My colleagues in the MFA Interior Design Program at Parsons created a community of critical engagement and mutual support. I am grateful to the entire class of 2025—sixteen remarkable designers whose diverse perspectives, constructive critiques, and unwavering solidarity made this journey not just bearable but truly enriching. Our late-night studio sessions, impromptu critiques, and shared meals sustained this work in more ways than one. The collective wisdom and creativity of this cohort have left an indelible mark on both this project and my design practice.
To Devon, my incredible best friend, thank you for translating my madness into the zine. Your ability to understand my vision and transform it into something tangible brought clarity to this work when I needed it most.
To my incredible family, my rocks and greatest support, my grandma for the endless stories, I hope to make you all proud. For those who have passed, my Nana, Mama Sal and Papa Shaff, you are all a part of me and the research I did.
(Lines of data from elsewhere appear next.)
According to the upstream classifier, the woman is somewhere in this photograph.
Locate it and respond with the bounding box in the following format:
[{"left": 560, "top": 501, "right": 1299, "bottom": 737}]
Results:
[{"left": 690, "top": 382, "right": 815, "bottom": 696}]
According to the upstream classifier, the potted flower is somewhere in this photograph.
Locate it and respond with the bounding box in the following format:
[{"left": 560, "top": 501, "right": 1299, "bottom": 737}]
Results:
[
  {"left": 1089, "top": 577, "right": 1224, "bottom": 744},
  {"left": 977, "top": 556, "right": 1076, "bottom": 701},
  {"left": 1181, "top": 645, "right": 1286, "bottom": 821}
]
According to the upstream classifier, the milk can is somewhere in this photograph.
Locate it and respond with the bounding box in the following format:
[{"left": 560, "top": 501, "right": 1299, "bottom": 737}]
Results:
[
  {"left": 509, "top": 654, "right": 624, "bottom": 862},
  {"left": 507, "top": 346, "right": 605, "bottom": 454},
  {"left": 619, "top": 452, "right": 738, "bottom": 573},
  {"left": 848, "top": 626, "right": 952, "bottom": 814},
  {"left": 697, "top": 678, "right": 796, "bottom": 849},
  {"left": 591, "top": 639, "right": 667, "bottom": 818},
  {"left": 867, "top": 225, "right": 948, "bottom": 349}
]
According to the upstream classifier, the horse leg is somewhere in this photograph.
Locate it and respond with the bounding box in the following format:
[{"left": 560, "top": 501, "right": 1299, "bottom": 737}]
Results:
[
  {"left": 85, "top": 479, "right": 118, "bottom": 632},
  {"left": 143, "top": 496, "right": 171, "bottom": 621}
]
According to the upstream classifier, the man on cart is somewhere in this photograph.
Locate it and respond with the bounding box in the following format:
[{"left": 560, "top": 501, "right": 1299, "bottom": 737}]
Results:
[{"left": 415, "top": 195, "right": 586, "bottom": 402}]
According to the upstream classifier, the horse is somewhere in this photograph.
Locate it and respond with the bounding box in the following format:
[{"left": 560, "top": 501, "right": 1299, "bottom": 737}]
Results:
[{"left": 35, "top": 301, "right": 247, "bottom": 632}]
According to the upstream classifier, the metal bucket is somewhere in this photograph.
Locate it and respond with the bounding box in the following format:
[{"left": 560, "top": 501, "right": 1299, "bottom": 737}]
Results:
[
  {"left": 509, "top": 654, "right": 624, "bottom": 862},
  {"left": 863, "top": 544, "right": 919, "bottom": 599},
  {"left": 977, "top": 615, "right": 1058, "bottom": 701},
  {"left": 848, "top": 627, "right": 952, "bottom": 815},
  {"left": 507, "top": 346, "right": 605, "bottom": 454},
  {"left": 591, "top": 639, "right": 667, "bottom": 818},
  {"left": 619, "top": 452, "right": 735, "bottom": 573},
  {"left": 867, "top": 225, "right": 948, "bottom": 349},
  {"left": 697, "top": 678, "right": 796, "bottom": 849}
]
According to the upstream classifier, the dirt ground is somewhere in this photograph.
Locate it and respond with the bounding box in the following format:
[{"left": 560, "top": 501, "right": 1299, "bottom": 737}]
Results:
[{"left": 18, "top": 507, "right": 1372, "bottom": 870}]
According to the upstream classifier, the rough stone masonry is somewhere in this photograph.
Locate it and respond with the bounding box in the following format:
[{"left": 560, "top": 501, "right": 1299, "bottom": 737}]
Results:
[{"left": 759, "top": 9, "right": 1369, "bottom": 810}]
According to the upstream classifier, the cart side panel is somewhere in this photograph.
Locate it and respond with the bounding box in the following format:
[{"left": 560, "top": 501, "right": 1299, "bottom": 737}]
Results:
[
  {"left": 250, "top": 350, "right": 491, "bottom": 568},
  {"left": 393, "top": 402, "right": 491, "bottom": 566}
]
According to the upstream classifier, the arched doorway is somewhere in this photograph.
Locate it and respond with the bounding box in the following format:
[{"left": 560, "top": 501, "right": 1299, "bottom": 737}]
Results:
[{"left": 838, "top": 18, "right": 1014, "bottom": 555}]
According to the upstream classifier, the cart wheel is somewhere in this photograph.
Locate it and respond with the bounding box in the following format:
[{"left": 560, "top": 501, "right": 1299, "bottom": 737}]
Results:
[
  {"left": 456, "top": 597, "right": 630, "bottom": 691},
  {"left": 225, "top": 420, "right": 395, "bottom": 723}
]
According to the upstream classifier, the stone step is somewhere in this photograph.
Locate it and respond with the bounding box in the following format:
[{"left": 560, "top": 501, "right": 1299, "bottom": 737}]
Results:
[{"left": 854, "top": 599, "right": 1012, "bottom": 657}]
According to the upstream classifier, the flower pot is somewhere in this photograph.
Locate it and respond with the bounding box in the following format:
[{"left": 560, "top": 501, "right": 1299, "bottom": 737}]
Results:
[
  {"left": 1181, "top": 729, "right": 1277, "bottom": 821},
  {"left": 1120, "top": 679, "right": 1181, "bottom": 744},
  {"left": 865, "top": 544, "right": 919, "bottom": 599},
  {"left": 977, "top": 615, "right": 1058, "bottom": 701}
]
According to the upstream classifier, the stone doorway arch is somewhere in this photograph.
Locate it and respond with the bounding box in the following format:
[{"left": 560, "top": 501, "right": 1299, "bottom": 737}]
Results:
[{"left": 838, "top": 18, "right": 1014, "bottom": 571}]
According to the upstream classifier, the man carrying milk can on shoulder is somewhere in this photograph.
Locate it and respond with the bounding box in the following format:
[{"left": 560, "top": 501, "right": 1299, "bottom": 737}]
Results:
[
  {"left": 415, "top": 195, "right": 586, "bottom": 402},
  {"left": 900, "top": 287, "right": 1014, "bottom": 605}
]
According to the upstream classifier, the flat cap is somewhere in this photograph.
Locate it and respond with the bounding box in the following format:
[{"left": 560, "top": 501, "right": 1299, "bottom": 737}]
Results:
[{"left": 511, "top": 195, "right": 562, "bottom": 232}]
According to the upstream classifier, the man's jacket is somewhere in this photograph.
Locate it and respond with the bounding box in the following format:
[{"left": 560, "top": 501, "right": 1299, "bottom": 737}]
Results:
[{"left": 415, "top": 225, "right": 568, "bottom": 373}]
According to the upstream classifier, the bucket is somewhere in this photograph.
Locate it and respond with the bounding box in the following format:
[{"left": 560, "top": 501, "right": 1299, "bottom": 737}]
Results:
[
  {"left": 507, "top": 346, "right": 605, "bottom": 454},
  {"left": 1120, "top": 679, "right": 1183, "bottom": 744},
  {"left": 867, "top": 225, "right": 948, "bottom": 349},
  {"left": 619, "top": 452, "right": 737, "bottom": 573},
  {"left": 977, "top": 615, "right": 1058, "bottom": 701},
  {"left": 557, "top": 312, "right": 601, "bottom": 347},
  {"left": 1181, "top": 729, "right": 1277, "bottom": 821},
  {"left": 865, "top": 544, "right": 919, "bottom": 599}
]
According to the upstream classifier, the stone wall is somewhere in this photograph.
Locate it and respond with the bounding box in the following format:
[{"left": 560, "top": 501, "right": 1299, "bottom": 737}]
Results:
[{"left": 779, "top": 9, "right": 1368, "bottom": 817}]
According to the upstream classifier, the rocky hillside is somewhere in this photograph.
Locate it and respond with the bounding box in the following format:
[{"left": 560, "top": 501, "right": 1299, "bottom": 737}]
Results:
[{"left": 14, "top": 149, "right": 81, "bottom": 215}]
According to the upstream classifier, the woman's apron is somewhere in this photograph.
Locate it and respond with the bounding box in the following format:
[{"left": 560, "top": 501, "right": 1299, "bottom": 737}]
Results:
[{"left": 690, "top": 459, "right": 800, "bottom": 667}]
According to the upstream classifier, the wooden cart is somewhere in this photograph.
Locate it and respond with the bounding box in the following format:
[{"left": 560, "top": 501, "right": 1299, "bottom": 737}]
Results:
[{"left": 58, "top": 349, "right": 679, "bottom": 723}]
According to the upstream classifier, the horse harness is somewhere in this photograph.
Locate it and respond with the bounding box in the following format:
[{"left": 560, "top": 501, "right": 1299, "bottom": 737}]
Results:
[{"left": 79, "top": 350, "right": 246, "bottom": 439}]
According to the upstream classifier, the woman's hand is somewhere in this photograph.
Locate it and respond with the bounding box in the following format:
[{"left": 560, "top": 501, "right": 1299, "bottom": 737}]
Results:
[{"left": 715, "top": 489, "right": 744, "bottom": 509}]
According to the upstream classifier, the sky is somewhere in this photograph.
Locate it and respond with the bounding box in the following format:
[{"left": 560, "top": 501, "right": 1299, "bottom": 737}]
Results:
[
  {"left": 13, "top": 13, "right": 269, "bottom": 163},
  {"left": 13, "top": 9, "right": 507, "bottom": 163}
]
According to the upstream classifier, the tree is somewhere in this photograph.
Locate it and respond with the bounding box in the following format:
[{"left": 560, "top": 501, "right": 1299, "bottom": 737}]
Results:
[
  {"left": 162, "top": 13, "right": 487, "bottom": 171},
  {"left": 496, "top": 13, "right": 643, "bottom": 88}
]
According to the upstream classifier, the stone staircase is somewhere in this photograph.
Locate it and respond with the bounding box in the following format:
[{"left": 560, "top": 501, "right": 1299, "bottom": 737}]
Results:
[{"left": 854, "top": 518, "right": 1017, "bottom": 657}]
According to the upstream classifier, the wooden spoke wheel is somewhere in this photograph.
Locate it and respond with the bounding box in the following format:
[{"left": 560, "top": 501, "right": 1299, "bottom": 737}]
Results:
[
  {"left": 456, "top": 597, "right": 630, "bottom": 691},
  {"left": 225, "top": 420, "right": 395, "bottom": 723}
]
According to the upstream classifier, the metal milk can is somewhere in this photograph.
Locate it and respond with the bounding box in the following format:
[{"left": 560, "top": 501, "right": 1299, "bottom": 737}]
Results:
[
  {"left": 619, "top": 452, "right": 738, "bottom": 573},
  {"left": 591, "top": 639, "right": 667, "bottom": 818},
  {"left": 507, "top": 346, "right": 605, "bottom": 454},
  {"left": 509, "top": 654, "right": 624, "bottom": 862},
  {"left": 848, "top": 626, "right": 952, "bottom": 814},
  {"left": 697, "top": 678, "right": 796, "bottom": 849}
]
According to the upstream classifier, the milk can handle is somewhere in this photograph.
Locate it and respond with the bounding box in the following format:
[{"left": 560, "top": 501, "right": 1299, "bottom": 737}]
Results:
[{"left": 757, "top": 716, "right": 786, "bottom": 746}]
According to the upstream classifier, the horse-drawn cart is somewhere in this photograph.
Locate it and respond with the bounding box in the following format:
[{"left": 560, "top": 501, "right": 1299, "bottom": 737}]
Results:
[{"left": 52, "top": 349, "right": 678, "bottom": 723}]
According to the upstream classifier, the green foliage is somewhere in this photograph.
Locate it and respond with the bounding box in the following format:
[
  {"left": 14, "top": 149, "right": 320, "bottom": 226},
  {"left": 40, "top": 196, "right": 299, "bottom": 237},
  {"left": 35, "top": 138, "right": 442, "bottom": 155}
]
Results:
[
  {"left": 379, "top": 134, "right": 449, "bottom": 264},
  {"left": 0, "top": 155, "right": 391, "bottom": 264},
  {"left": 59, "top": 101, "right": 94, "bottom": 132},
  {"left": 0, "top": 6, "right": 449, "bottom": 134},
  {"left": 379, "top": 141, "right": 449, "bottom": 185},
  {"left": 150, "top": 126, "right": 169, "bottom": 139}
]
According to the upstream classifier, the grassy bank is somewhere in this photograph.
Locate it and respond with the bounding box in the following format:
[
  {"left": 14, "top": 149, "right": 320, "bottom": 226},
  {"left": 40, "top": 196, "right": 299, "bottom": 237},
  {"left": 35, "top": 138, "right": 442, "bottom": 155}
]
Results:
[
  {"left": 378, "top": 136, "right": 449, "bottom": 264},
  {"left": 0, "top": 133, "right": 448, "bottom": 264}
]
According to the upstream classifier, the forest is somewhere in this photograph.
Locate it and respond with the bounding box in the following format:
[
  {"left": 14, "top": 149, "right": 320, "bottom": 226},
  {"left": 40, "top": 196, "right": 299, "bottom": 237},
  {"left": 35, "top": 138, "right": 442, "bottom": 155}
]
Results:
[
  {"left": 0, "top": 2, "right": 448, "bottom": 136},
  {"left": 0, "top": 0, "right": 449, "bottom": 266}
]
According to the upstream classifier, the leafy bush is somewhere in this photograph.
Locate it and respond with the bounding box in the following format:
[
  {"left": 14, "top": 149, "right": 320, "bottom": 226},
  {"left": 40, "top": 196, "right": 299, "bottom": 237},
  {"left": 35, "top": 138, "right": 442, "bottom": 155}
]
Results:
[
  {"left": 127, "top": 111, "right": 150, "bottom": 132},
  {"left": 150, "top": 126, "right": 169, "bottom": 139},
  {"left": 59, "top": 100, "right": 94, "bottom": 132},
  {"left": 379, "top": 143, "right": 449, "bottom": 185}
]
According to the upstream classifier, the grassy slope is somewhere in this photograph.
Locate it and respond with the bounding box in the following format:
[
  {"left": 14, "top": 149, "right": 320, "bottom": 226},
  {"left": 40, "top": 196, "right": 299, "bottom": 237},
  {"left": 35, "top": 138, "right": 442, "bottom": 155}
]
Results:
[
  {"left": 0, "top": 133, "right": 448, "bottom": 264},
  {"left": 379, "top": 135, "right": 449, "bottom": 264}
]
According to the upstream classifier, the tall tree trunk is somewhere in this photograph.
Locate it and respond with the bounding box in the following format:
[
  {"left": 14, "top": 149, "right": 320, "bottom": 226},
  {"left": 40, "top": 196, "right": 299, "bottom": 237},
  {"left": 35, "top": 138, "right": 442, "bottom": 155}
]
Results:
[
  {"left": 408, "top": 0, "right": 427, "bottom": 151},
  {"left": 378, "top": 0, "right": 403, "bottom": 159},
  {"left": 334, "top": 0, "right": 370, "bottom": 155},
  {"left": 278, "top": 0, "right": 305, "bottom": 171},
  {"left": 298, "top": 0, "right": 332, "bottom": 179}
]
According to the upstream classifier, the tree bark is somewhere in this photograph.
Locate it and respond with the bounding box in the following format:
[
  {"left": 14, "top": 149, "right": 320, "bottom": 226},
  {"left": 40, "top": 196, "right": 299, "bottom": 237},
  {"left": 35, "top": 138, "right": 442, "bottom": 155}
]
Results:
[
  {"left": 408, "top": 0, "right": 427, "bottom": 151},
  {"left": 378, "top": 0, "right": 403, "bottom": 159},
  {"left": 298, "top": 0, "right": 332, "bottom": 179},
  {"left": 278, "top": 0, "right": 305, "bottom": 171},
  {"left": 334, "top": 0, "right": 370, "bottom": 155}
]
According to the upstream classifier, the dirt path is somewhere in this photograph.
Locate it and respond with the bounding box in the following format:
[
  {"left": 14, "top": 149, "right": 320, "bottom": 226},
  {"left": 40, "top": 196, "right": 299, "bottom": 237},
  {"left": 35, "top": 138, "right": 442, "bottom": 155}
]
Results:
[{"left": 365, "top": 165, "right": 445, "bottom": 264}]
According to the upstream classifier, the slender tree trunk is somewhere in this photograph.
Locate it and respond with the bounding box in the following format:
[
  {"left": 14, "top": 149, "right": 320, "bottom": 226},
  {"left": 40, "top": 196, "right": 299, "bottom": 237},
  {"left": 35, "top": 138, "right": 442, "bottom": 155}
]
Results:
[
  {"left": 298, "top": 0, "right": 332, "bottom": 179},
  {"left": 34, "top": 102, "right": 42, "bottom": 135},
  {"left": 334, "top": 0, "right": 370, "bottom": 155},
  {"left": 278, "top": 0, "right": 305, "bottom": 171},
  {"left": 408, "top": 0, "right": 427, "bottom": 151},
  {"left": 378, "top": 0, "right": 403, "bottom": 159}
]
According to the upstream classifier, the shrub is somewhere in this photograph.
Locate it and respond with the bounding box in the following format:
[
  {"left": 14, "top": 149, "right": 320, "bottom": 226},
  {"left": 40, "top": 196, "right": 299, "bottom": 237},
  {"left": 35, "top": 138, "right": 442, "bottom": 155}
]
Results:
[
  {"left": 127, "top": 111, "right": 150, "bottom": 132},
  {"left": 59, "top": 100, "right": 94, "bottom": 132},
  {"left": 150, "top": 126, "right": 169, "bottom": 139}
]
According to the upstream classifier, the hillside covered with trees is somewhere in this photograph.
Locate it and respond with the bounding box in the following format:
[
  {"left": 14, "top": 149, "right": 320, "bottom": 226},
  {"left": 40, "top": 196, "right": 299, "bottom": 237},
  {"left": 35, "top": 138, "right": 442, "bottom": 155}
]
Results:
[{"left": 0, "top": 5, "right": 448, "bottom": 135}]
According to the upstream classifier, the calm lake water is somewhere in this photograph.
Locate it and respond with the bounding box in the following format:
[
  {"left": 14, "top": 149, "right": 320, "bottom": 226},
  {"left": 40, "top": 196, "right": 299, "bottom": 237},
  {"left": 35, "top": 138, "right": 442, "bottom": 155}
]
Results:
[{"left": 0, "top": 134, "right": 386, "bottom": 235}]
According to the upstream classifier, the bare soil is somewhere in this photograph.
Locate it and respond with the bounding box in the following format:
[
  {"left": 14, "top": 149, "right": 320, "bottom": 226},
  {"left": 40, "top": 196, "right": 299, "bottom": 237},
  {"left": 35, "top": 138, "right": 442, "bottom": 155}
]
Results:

My parents, brother Azhar Ali and sister, Raisa Ali, and darling sister-inlaw, Kunza. It was never possible without you all. I love you all.
Finally, I acknowledge the land on which this research took place—the traditional and unceded territory of the Lenape people. As a project concerned with displacement and belonging, this work attempts to reckon with the ongoing impacts of colonization while imagining more just futures for all who seek home.
They say it takes a village, and I am so grateful for mine. Thank you all.